World Economy

France to Cut Costly Housing Support

France to Cut Costly Housing SupportFrance to Cut Costly Housing Support

The French government on Wednesday announced cuts to a housing allowance scheme enjoyed by 10% of the population and promised to free up social housing for the most needy as it seeks to rein in public spending.

In the latest and increasingly unpopular reform from President Emmanuel Macron, the government unveiled measures to reduce the €40 billion ($48 billion) it spends on housing support annually but which have failed to fix a housing shortage. It promised rent cuts to soften the blow, Reuters reported.

Government ministers say the housing allowance known as APL, which cost the treasury  €18 billion last year, has inflated rents because many landlords set rent based on the housing allowance.

“The problem today isn’t the APL, it’s the high level of rents,” Julien Denormandie, the junior minister in charge of housing, told a news briefing. “If you reduce rents you automatically reduce APL allowances.”

Denormandie confirmed the government would trim housing allowances by  €5 a month from Oct. 1 but stopped short of announcing future cuts, which French media have reported will be in the region of  €50-60 a month.

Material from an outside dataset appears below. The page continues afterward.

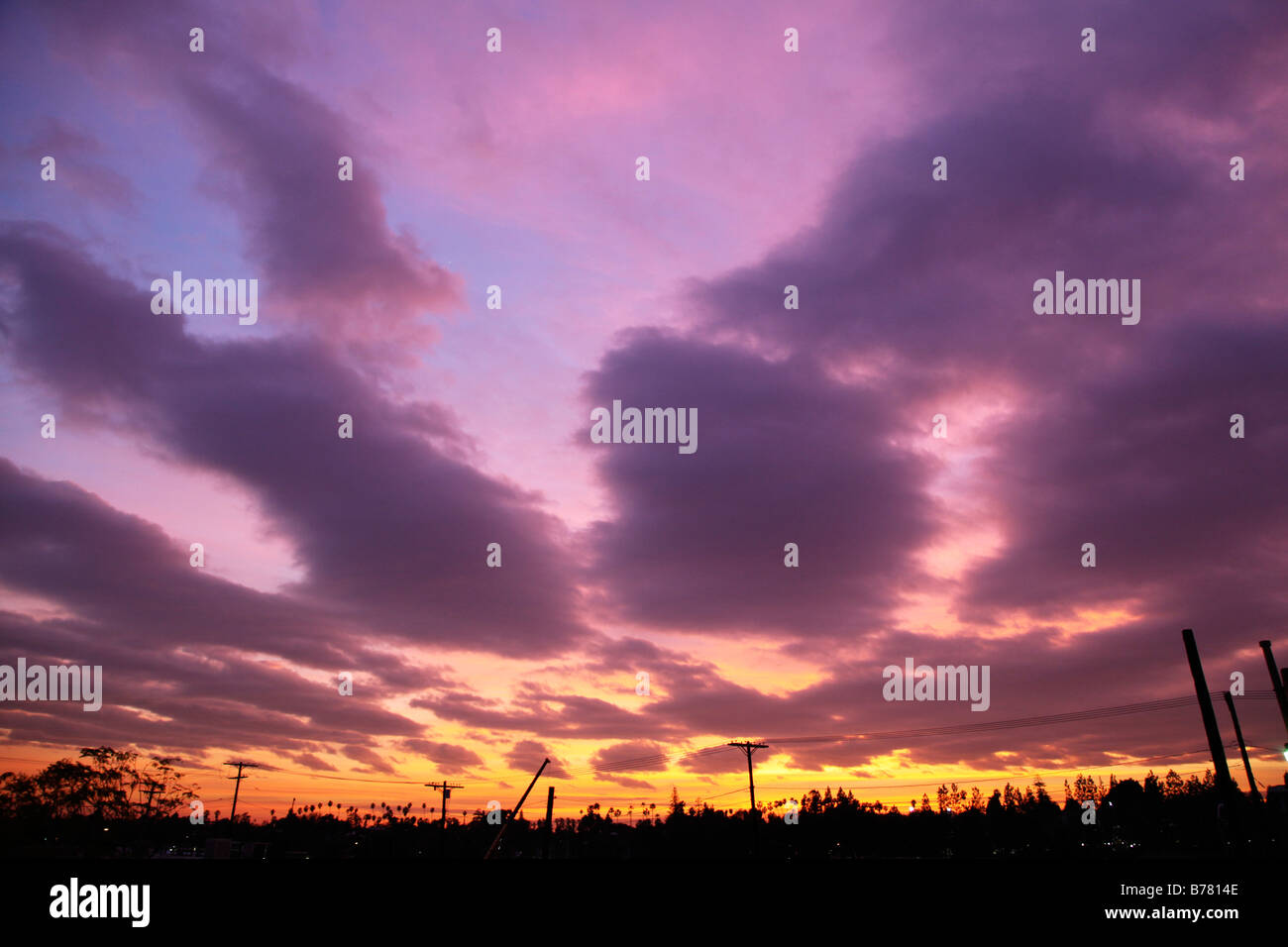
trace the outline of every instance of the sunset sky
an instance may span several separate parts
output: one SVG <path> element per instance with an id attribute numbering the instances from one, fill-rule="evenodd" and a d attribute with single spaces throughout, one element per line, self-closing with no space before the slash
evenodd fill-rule
<path id="1" fill-rule="evenodd" d="M 0 8 L 0 664 L 104 679 L 0 705 L 0 770 L 459 816 L 549 755 L 572 816 L 744 807 L 683 754 L 764 738 L 761 800 L 1063 800 L 1202 772 L 1197 707 L 786 741 L 1193 696 L 1182 627 L 1213 691 L 1288 664 L 1279 0 L 242 6 Z M 174 271 L 258 322 L 155 314 Z M 1139 325 L 1036 314 L 1057 271 Z M 614 399 L 698 450 L 591 443 Z M 908 657 L 990 706 L 885 701 Z"/>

APL contributions will now be calculated based on a household’s actual income, not its income two years previous—a measure the government hopes will save  €1 billion a year.

The French have long enjoyed generous housing benefits. Under the existing rules, one in 10 of France’s 65 million people is entitled to housing allowance.

Further reductions are likely to deepen public anger towards Macron, whose popularity has plunged in his first few months in office, primarily due to modernization efforts.

These include the overhaul of the labor code and the proposed revamp of the employment insurance and pension systems.